Six acres of land midway between the World War II and Lincoln memorials will transform into a grand landscape etching by Cuban-American urban artist Jorge Rodríguez-Gerada. The work is a composite portrait, blending the features of 18 to 25-year-old males from a variety of different racial and ethnic backgrounds whom Rodríguez-Gerada photographed on the streets of Washington, D.C.
“It’s a good time to contemplate our young men,” the artist told CQ Roll Call in a phone call from Spain. “We’re born with an identity and a face. It’s something we didn’t choose, but it affects us for the rest of our life.”
Gaze out from the top of the Washington Monument or catch an aerial shot of the Mall during the month of October and this composite face — a blend of young men’s eyes, lips, cheekbones and nostrils — will stare back at you. The work, presented by the National Portrait Gallery, will have the feel of a zen garden on the ground level, where visitors can walk through the maze of twine, soil and sand, and be visible from outer space.
Rodríguez-Gerada describes his massive project in terms of social sciences and acknowledged a political aspect of the installation.
While abroad, he has been watching the news from Ferguson, Mo., where unarmed black teenager Michael Brown was shot and killed by police. Relating those events to the 2012 shooting of teenager Trayvon Martin in Miami, Fla., Rodríguez-Gerada said now is an important moment to “embrace the diversity of the nation — how this diversity is real, and how it makes the nation great.”
Titled “Out of Many, One” — the English translation of “E pluribus unum” — the work also reflects the diversity of his own childhood, growing up the son of Cuban immigrants in New Jersey. Rodríguez-Gerada said the colossal portrait asks people to contemplate “how all our youth perceives living in a melting pot.”

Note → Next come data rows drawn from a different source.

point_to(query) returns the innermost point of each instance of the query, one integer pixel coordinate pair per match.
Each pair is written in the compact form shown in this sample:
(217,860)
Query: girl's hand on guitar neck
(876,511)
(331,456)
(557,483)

Rodríguez-Gerada started making urban art more than 15 years ago, as a founder of the New York Culture Jamming movement. Since the late ’90s, he has been replacing the faces of cultural icons chosen by advertisers with the faces of anonymous people. His art is designed to question the controls imposed on public space, the role models designated and the type of events that are guarded by the collective memory.
His urban portraits have been featured in cities around the world including Amsterdam and Belfast. In 2008, he installed a giant portrait of President Barack Obama on a beachfront in Barcelona, Spain. Created prior to the presidential election, “Expectation” alluded to how all the outpouring of hope could fade away like sand.
Working on large scales suits Rodríguez-Gerada. He told CQ Roll Call that he sometimes prefers browsing Google Earth to watching a movie. He sees the “city as canvas” and tries to work only with local materials, leaving no negative environmental impact after the installation.
That commitment to sustainability is consistent with the Trust for the National Mall and National Park Service’s shared goal of preserving the Mall for future generations. Both are partnering with the portrait gallery.
“This particular piece of land needs to be re-seeded,” explained Caroline Cunningham, president of the trust. At the end of October, the materials will be tilled back into the soil to leave the grounds in better condition than when the project began. Cunningham said the installation is exciting and would help the national park “come to life in new ways for people.”
A group of in-kind donors also came together to support the exhibit, including Clark Construction Group, Chaney Enterprises, The Bulldog Group, Alvin Hatcher Group and Topcon, with consulting assistance provided by Terry Stancill.
Construction begins in September, when the etching design will be projected onto the Mall by a satellite and read by GPS topography poles on the ground. Rodríguez-Gerada said that if the Capitol Hill community wants to be part of the piece, they can look for volunteer opportunities through the Trust or NPS.
“It’s important for people from the city to come together to make something happen,” he said. “If they become part of it, if they want it there, it will really, really work.”